街で君の唄を聞いた
…このまま行ったら、確実に湖に落ちる。
危ない。
そんなのは、彼の力を知る前に思うこと。
力を知ってしまった今、危険だなんて思いもしない。
水面を歩けないという不可能を、法則含め、何もかも無視して歩いている。
「勘…というより、読みがいいね。君の思った通りだ。俺は湖の時間を止めたから水面を歩けるんだ」
「…早く本題に移ってもらえないか」
「そうだった。俺は君と話したくて仕様がなかったから、つい忘れてたな」
笑いながらコツコツと音をたてて歩く。
「俺はさ、ヘラヘラしてたりするけど、怒らない奴じゃない。寧ろその反対だね」
「ムカつく奴がいんのか」
「そうそう♪今すぐにでもぶっ殺したい位にムカついてる奴が一人居てね、でもどこにいるか分からない。だから君達と一緒に旅してれば見つかるかなって」
どこか憎しみが籠もった眼。
憎悪の眼だ。
見えなくとも分かるイラついたオーラは、今にも噴火しそうだ。
彼の過去に何があったなんて知らない。
根掘り葉掘りしてはいけない。
やったら自分が殺されるかもしれないし、それか自分がそいつに殺られてしまうかもしれない。
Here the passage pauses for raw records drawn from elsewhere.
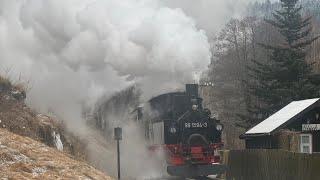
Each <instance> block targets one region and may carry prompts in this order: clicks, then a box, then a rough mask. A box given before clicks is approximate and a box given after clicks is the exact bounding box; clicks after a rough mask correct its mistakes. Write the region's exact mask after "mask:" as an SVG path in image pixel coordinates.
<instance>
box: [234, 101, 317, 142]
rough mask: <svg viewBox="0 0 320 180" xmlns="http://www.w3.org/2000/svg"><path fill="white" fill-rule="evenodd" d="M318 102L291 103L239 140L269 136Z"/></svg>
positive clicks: (265, 120) (243, 134) (244, 133)
mask: <svg viewBox="0 0 320 180" xmlns="http://www.w3.org/2000/svg"><path fill="white" fill-rule="evenodd" d="M318 101H319V98H314V99H306V100H301V101H293V102H291V103H290V104H288V105H287V106H285V107H283V108H282V109H280V110H279V111H278V112H276V113H274V114H273V115H271V116H270V117H268V118H267V119H265V120H264V121H262V122H261V123H259V124H258V125H256V126H254V127H253V128H251V129H250V130H249V131H247V132H246V133H244V134H243V135H241V137H240V138H244V137H249V136H255V135H270V133H272V132H273V131H275V130H276V129H278V128H280V127H282V126H284V125H286V124H287V123H288V122H289V121H290V120H294V119H296V118H297V117H298V116H300V115H302V114H304V113H306V112H308V111H309V110H310V109H311V108H312V107H313V105H314V104H316V102H318Z"/></svg>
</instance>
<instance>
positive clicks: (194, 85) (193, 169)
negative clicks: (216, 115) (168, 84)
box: [142, 84, 225, 177]
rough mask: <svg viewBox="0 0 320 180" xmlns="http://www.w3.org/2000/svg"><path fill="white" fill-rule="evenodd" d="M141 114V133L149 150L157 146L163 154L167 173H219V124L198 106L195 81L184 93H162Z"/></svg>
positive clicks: (198, 102) (219, 128) (201, 106)
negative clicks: (141, 118) (148, 143)
mask: <svg viewBox="0 0 320 180" xmlns="http://www.w3.org/2000/svg"><path fill="white" fill-rule="evenodd" d="M149 105H150V111H151V113H150V111H149V112H146V113H145V114H146V115H145V114H143V120H142V122H144V124H145V126H144V127H145V128H144V129H145V135H146V138H147V139H149V141H150V143H151V144H152V145H151V148H150V149H152V150H155V149H156V148H159V147H161V148H162V149H163V150H164V151H165V152H166V156H167V164H168V166H167V172H168V174H170V175H173V176H180V177H198V176H208V175H214V174H221V173H223V172H224V171H225V167H224V166H223V165H221V164H220V156H219V153H218V150H219V149H220V148H222V146H223V144H222V142H221V133H222V130H223V126H222V124H220V122H219V121H218V120H216V119H215V118H211V112H210V110H209V109H204V108H203V107H202V99H201V98H200V97H199V95H198V85H197V84H187V85H186V91H185V92H174V93H168V94H163V95H160V96H157V97H155V98H152V99H151V100H150V101H149Z"/></svg>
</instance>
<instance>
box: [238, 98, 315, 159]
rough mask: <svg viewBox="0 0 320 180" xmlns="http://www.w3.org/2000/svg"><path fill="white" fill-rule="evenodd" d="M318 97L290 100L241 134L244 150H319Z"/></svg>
mask: <svg viewBox="0 0 320 180" xmlns="http://www.w3.org/2000/svg"><path fill="white" fill-rule="evenodd" d="M319 100H320V98H315V99H306V100H301V101H293V102H291V103H290V104H288V105H287V106H285V107H283V108H282V109H280V110H279V111H278V112H276V113H274V114H273V115H271V116H270V117H268V118H267V119H265V120H264V121H262V122H261V123H259V124H257V125H256V126H254V127H253V128H251V129H249V130H248V131H247V132H245V133H244V134H242V135H240V139H244V140H245V144H246V148H247V149H285V150H289V151H294V152H302V153H313V152H320V117H319V114H320V101H319Z"/></svg>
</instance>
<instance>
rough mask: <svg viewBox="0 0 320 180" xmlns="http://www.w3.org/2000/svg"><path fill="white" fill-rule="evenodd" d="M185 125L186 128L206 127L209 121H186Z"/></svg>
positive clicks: (199, 127)
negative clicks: (198, 121)
mask: <svg viewBox="0 0 320 180" xmlns="http://www.w3.org/2000/svg"><path fill="white" fill-rule="evenodd" d="M184 127H185V128H206V127H208V123H206V122H205V123H201V122H197V123H184Z"/></svg>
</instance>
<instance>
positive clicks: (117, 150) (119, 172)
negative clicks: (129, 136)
mask: <svg viewBox="0 0 320 180" xmlns="http://www.w3.org/2000/svg"><path fill="white" fill-rule="evenodd" d="M117 156H118V180H120V142H119V140H117Z"/></svg>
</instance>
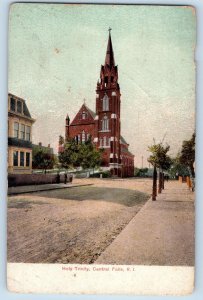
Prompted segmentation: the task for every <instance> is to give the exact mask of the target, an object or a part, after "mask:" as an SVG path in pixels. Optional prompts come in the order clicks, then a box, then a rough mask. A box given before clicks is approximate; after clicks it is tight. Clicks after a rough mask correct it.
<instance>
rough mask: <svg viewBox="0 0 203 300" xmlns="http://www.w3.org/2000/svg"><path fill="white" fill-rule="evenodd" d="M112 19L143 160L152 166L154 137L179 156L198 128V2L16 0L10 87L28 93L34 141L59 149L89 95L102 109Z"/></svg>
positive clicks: (170, 153) (12, 36)
mask: <svg viewBox="0 0 203 300" xmlns="http://www.w3.org/2000/svg"><path fill="white" fill-rule="evenodd" d="M109 27H111V28H112V31H111V36H112V43H113V49H114V57H115V62H116V64H117V65H118V75H119V84H120V89H121V132H122V135H123V136H124V138H125V139H126V140H127V141H128V143H129V144H130V148H129V149H130V151H131V152H132V153H133V154H134V155H135V166H137V167H141V166H142V165H143V167H147V166H148V162H147V157H148V156H149V152H148V151H147V148H148V146H149V145H151V144H153V140H155V142H161V141H163V142H164V143H168V144H169V145H170V147H171V148H170V154H171V155H172V156H175V155H176V154H177V152H178V151H179V150H180V149H181V145H182V141H183V140H185V139H190V137H191V135H192V133H193V131H194V128H195V63H194V51H195V46H196V17H195V12H194V9H193V8H191V7H185V6H182V7H177V6H150V5H145V6H143V5H139V6H138V5H119V6H117V5H78V4H77V5H67V4H36V3H35V4H25V3H24V4H22V3H21V4H13V5H12V6H11V9H10V18H9V87H8V89H9V92H10V93H13V94H15V95H17V96H19V97H22V98H23V99H25V100H26V103H27V105H28V108H29V110H30V113H31V115H32V117H33V118H35V119H36V122H35V124H34V125H33V143H38V142H42V143H43V144H44V145H47V144H51V146H52V147H53V148H54V151H55V153H56V152H57V145H58V136H59V135H64V126H65V117H66V115H67V113H68V114H69V116H70V118H71V120H72V119H73V117H74V115H75V114H76V113H77V112H78V110H79V109H80V107H81V105H82V104H83V103H84V99H85V102H86V105H87V106H88V107H89V108H91V109H92V110H95V100H96V92H95V89H96V83H97V80H98V79H99V74H100V68H101V64H104V59H105V53H106V47H107V41H108V28H109ZM142 157H143V159H142ZM142 161H143V164H142Z"/></svg>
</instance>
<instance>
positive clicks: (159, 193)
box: [158, 169, 162, 194]
mask: <svg viewBox="0 0 203 300" xmlns="http://www.w3.org/2000/svg"><path fill="white" fill-rule="evenodd" d="M161 190H162V173H161V170H160V169H159V188H158V193H159V194H160V193H161Z"/></svg>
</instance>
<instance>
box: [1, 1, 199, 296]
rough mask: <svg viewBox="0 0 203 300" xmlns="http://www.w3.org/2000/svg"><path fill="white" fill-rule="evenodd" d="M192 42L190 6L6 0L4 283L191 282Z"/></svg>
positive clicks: (51, 285)
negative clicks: (7, 223) (5, 165)
mask: <svg viewBox="0 0 203 300" xmlns="http://www.w3.org/2000/svg"><path fill="white" fill-rule="evenodd" d="M195 46H196V16H195V9H194V7H191V6H157V5H156V6H153V5H87V4H80V5H77V4H51V3H50V4H48V3H46V4H45V3H44V4H43V3H15V4H13V5H11V7H10V15H9V79H8V80H9V86H8V211H7V213H8V217H7V221H8V243H7V260H8V268H7V284H8V289H9V290H10V291H12V292H22V293H71V294H135V295H187V294H190V293H192V291H193V288H194V261H195V257H194V253H195V251H194V239H195V237H194V224H195V216H194V201H195V62H194V54H195Z"/></svg>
「やだなー。俺は仲間は殺さないよ。この手で仲間を殺したことなんて一度もないから。あ、でも俺の過去は秘密ね」
「…宿に戻る」
「マジで?じゃあついてこ」
「マジすか」
「だって俺がいたほうがいいっしょ?彼等がどう思うかなんてまだ知らないけどさ」
「兎に角、あたしがヴィーノ達の所に着いたら時間を解け。絶対だぞ」
「いいよ♪」
ガサ…ガサ…
木や草は動くのに、人は動けないのか。
もしかして動物だけ動けなくなるとか?
あ、でも湖は止められてたな。
…どうなってんだ。
摩訶不思議過ぎて訳わからん。
「あ」
ヴィーノ達発見。
パチン
その音は、止めていたのを動かし始めた。
勢い良く振り向くと、口角を上げて、戻したと言わんばかりの表情をしていた。